Sexus
ERZÄHLUNGEN UND ROMANE
Gelesen von Alexandra Kamp
Informationen: gekürzte Lesung, 250 Minuten, 4 CDs, 22.99 €
Verlag: Deutsche Grammophon
Rezension
„Sexus“ lesen, lohnt sich nicht übermäßig. „Sexus“ hören dagegen sehr. Das liegt an Alexandra Kamp. Sie zeigt sich bei ihrer Lesung von Henry Millers Roman als Sprecherin von enormer Vielseitigkeit. Sie setzt Pausen mit Bedacht, dehnt sie bisweilen bis an die Grenze des Unerträglichen. Sie liest mal mit metallischer Stimme, um dann ins Weiche, Zärtliche zu wechseln. Mal schauspielert sie die wörtliche Rede, mal liest sie in nüchternem Stil einer Nachrichtensprecherin von sexuellen Ausschweifungen. Sehr beeindruckend – auch die Entscheidung, den männlichen Ich-Erzähler bei dieser Aufnahme von einer Frau sprechen zu lassen. Dass „Sexus“ Alexandra Kamps erstes Hörbuch ist, lässt auf mehr hoffen.
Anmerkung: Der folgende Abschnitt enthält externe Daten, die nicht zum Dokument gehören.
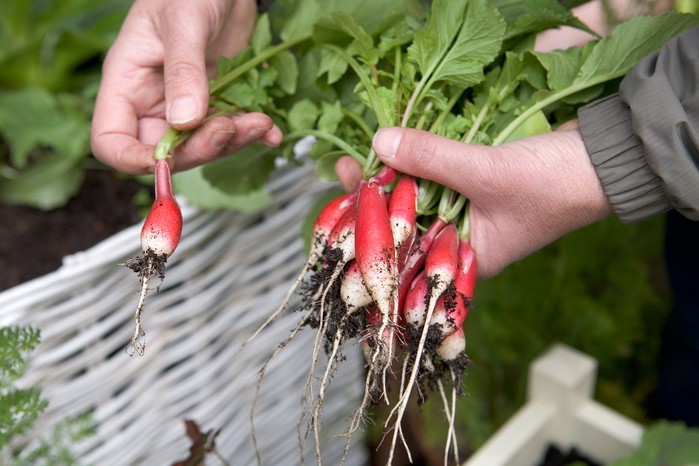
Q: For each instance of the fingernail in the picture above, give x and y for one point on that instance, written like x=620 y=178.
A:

Banal wirkt dagegen mittlerweile Henry Millers autobiografische Absage an bürgerliche Normen und sein Plädoyer für ein freies, der Sexualität hemmungslos frönendes (Künstler-)Leben. 1947 hat Miller mit seinen ausführlichen Schilderungen des Geschlechtsaktes, seiner obszönen Ausdrucksweise noch provozieren können. Heutigen Tags, da Jungautorinnen uns in „Feuchtgebiete“ mitnehmen, wirkt ein Miller überholt. Seine Provokation durch das Obszöne zieht nicht mehr, weil das Obszöne Teil des Bürgerlichen, des Alltäglichen geworden ist. Die Stärke des „Sexus“ liegt in Millers Gedanken, die er zwischen den „Ficks“ schildert, in seiner Suche nach einem anderen Leben und sich selbst.